HealthMap: Global Infectious Disease Monitoring through Automated Classification and Visualization of Internet Media Reports

Clark C. Freifelda,*, Kenneth D. Mandla,b,c, Ben Y. Reisa,b,c and John S. Brownsteina,b,c

a Children’s Hospital Informatics Program at the Harvard-MIT Division of Health Sciences and Technology, Boston, MA
b Division of Emergency Medicine, Children’s Hospital Boston, Boston, MA
c Department of Pediatrics, Harvard Medical School, Boston, MA.

* Correspondence: Clark C. Freifeld, Children’s Hospital Informatics Program at the Harvard-MIT Division of Health Sciences and Technology, 300 Longwood Ave., Boston, MA 02115 (Email: clark.freifeld{at}childrens.harvard.edu).

Received for publication: 06/29/07; accepted for publication: 11/29/07.

Objective: Unstructured electronic information sources, such as news reports, are proving to be valuable inputs for public health surveillance. However, staying abreast of current disease outbreaks requires scouring a continually growing number of disparate news sources and alert services, resulting in information overload. Our objective is to address this challenge through the HealthMap.org Web application, an automated system for querying, filtering, integrating and visualizing unstructured reports on disease outbreaks.

Design: This report describes the design principles, software architecture and implementation of HealthMap and discusses key challenges and future plans.

Measurements: We describe the process by which HealthMap collects and integrates outbreak data from a variety of sources, including news media (e.g., Google News), expert-curated accounts (e.g., ProMED Mail), and validated official alerts.

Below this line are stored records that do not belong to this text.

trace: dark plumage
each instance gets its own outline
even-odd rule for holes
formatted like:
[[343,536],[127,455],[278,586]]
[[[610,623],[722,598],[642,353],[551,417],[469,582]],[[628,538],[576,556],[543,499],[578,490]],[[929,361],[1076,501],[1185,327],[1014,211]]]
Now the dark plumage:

Through the use of text processing algorithms, the system classifies alerts by location and disease and then overlays them on an interactive geographic map. We measure the accuracy of the classification algorithms based on the level of human curation necessary to correct misclassifications, and examine geographic coverage.

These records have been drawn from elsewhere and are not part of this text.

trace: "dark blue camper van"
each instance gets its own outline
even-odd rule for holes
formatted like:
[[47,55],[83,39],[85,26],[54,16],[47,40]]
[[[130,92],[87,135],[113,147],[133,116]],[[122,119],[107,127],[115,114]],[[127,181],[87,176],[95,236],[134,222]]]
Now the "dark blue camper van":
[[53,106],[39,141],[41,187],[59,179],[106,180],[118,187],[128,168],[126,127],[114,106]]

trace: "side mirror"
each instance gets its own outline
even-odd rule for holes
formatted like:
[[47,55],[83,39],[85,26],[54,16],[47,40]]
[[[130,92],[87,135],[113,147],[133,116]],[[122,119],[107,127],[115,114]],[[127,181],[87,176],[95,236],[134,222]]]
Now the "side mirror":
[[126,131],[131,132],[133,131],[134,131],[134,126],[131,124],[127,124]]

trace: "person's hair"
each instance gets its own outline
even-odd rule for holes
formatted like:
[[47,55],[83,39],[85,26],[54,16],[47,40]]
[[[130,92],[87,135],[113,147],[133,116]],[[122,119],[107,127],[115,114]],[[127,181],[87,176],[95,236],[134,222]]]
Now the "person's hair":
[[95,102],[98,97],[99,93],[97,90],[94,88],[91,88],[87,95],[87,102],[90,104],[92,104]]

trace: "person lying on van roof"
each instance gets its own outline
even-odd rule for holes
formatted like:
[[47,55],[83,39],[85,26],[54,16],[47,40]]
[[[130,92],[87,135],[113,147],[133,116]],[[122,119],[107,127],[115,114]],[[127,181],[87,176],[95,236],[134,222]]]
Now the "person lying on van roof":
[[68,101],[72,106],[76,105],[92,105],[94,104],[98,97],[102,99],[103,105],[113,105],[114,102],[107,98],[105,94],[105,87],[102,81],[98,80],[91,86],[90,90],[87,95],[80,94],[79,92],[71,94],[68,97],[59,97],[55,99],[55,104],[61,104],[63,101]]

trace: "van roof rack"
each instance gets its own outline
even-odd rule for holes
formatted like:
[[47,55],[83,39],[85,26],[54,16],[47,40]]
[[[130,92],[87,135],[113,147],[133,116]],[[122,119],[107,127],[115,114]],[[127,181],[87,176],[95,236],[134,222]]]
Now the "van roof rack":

Results: As part of the evaluation of the system, we analyzed 778 reports with HealthMap, representing 87 disease categories and 89 countries. The automated classifier performed with 84% accuracy, demonstrating significant usefulness in managing the large volume of information processed by the system. Accuracy for ProMED alerts is 91% compared to Google News reports at 81%, as ProMED messages follow a more regular structure.

Conclusion: HealthMap is a useful free and open resource employing text-processing algorithms to identify important disease outbreak information through a user-friendly interface.